For the rest of us with less money to play with, mistakes can be much costlier. It could be as simple as not having a budget, or a less obvious failing such as neglecting to research smarter investments.

Financial experts David Koch, Steve James, Tamia Gallego and Cath Baker say there are common-sense methods to avoiding bad financial decisions.

They combine their expertise to highlight these 10 worst money mistakes.

No emergency fund

Baker, a financial planner with Insurance Advisory Service Financial Wellbeing, says not having enough cash in case of a worst-case scenario can leave you cornered.

”Plan ahead and have something up your sleeve just in case,” she says.

”You need at least three months’ worth of your salary in the event of redundancy.

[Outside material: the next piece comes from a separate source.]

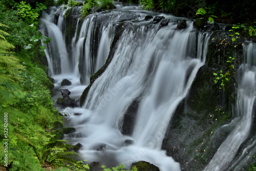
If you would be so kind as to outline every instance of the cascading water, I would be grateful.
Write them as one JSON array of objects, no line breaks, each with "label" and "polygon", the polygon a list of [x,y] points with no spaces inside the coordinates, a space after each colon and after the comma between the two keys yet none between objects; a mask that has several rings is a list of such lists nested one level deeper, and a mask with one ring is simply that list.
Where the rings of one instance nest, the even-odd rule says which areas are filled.
[{"label": "cascading water", "polygon": [[[229,124],[223,126],[231,124],[235,124],[235,126],[205,170],[229,170],[231,168],[232,170],[240,170],[241,168],[240,167],[243,166],[239,165],[234,168],[232,167],[234,167],[236,164],[230,166],[229,164],[232,161],[241,144],[247,138],[253,119],[252,114],[256,96],[255,44],[250,42],[248,45],[244,45],[244,63],[239,68],[239,72],[242,76],[239,84],[237,100],[234,110],[236,118]],[[252,143],[245,148],[242,155],[239,158],[239,160],[237,160],[236,164],[238,161],[243,160],[242,157],[246,156],[249,149],[255,152],[255,149],[253,149],[251,146],[256,142],[255,138],[251,141]],[[228,168],[229,166],[231,168]]]},{"label": "cascading water", "polygon": [[[179,18],[171,15],[165,17],[174,22],[161,27],[161,22],[145,22],[144,13],[129,8],[132,12],[120,12],[123,10],[121,9],[90,15],[81,28],[77,29],[72,40],[75,69],[70,71],[70,74],[76,77],[79,62],[80,72],[85,73],[83,78],[86,82],[106,59],[118,22],[122,22],[124,15],[131,20],[137,19],[127,22],[111,62],[94,82],[84,105],[64,110],[71,115],[69,126],[79,133],[79,138],[66,138],[83,145],[79,152],[89,162],[99,161],[109,166],[124,163],[129,167],[134,162],[144,160],[156,165],[161,170],[179,170],[179,163],[161,149],[161,143],[173,113],[204,63],[208,33],[198,32],[190,21],[185,29],[176,30]],[[56,36],[50,36],[48,25],[55,24],[52,20],[47,20],[46,16],[42,23],[47,25],[49,36],[53,39]],[[63,34],[59,34],[64,39]],[[51,44],[49,47],[52,49]],[[61,73],[65,72],[61,69]],[[54,73],[54,78],[59,82],[61,79],[54,75],[57,74]],[[72,85],[70,90],[73,94],[77,87]],[[123,115],[138,98],[140,102],[133,133],[131,136],[123,135],[120,129]],[[75,116],[74,113],[81,115]],[[125,143],[127,140],[133,144]],[[95,150],[99,148],[104,150]]]}]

It’s like having a safety net.”

Spending money unnecessarily

Splashing the cash is a common mistake that can spiral out of control if left unchecked, says financial guru and TV personality Koch.

”Living within your means is so important,” he says. ”I know it’s something your grandmother told you as a kid, but how many people put this into action?

”How many people have a budget? How many people write it down, have it in their head, and monitor it? If you see something that isn’t in your budget, you have to set a goal to get it.”

Turning a blind eye to finances

Gallego, founder of the online financial community Women in the Black, says women are particularly guilty of not paying enough attention to their finances.

”Women are very organised at managing the bookkeeping of the household, attending to small tasks such as paying the bills and keeping things up to date, but when it comes to major financial decisions, most still leave it to their husbands and turn a blind eye,” she says.

Paying minimum credit card repayments

Letting credit card bills get out of control is a huge financial blunder that could put you in debt for decades, says Teachers Mutual Bank chief executive Steve James.

”I think this is a trap many people get caught in,” he says.

”Paying just the minimum means the interest over time on some of these credit cards will take 30 to 40 years to pay off.”

No goals

Living with no clearly defined financial goals is a slow road to nowhere. The key to reaching your targets is to start defining them and setting time frames for achieving them, Gallego says. Start by cutting back on lunches and coffees bought at work. It may cost you $10 a week, but that’s $520 a year.

Not shopping around for a good deal

Many people settle for home loans or savings accounts with the big four banks without bothering to analyse the smaller lenders.

James says those consumers risk being ripped off.

”People should shop around to see if they can find better value – it’s an expensive mistake if they don’t,” he says.

Neglecting your super fund

Review your super situation and get some professional advice, Baker says. ”Don’t forget about it – take control of it, investigate it,” she says.

Koch advises setting aside 13 per cent for super, as opposed to the compulsory 9 per cent.

Not having a budget

Easily the most common money mistake, James says.

”You should really know what your fortnightly expenses are,” he says.

”Most financial institutions have calculators online, you don’t have to go to fancy financial consultants, just do it online.

”If you don’t already have a regular savings plan, start now. If not, you run the risk of not having money when you really need it.”

Buying risky stocks

Risky, less well-known stock can be tempting, but stick to quality, Koch advises. ”People buy rubbish, they invest in dodgy stocks and take risks with hare-brained investments when they should just go for quality,” he says.

”Just go for good old-fashioned quality. Over a 10-year period you would have got a better return from any of the big four banks than investing in any of their products.”

Refusing to ask for help

When you land in financial difficulties, don’t compound your problems by refusing to ask for help. James says most lenders have assistance programs to make the load lighter.

”Whether it’s too many credit cards, unexpected turns in a relationship or family situations, it happens to us all at some stage of our lives,” he says.

”The first thing to do is ring your financial provider. They have centres with credit assistance staff, not debt collectors.”